Clarksville is a village in Ionia County in the U.S. state of Michigan. As of the 2020 census, Clarksville had a population of 411. The village is within Campbell Township. The Clarksville ZIP code 48815 serves the northern portion of the township as well the southern portion of Boston Township and small portions of Odessa Township on the east and Bowne Township in Kent County on the west. The biggest thing to happen in Clarksville since 1992 is the opening of a Dollar General store in 2020.
==Geography==
According to the United States Census Bureau, the village has a total area of 0.50 sqmi, all land.

==Demographics==

Historical population
| Census | Pop. | Note | %± |
| 1930 | 284 |  | — |
| 1940 | 309 |  | 8.8% |
| 1950 | 339 |  | 9.7% |
| 1960 | 371 |  | 9.4% |
| 1970 | 346 |  | −6.7% |
| 1980 | 348 |  | 0.6% |
| 1990 | 360 |  | 3.4% |
| 2000 | 317 |  | −11.9% |
| 2010 | 394 |  | 24.3% |
| 2020 | 411 |  | 4.3% |
U.S. Decennial Census

===2010 census===
As of the census of 2010, there were 394 people, 164 households, and 102 families residing in the village. The population density was 788.0 PD/sqmi. There were 182 housing units at an average density of 364.0 /sqmi. The racial makeup of the village was 94.7% White, 0.5% African American, 0.3% Native American, 2.0% Asian, 0.3% from other races, and 2.3% from two or more races. Hispanic or Latino of any race were 2.8% of the population.

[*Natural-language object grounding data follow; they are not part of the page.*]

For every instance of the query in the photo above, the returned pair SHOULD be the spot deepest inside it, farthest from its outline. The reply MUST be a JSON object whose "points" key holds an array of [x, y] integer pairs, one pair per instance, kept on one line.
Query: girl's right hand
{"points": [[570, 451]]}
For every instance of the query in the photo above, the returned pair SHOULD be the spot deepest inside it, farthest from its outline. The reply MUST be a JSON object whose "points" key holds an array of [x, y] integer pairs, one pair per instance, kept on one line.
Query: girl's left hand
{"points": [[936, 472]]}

There were 164 households, of which 36.6% had children under the age of 18 living with them, 48.8% were married couples living together, 7.3% had a female householder with no husband present, 6.1% had a male householder with no wife present, and 37.8% were non-families. 31.7% of all households were made up of individuals, and 20.7% had someone living alone who was 65 years of age or older. The average household size was 2.40 and the average family size was 3.01.

The median age in the village was 32.4 years. 25.4% of residents were under the age of 18; 7.8% were between the ages of 18 and 24; 30.7% were from 25 to 44; 20.6% were from 45 to 64; and 15.5% were 65 years of age or older. The gender makeup of the village was 53.6% male and 46.4% female.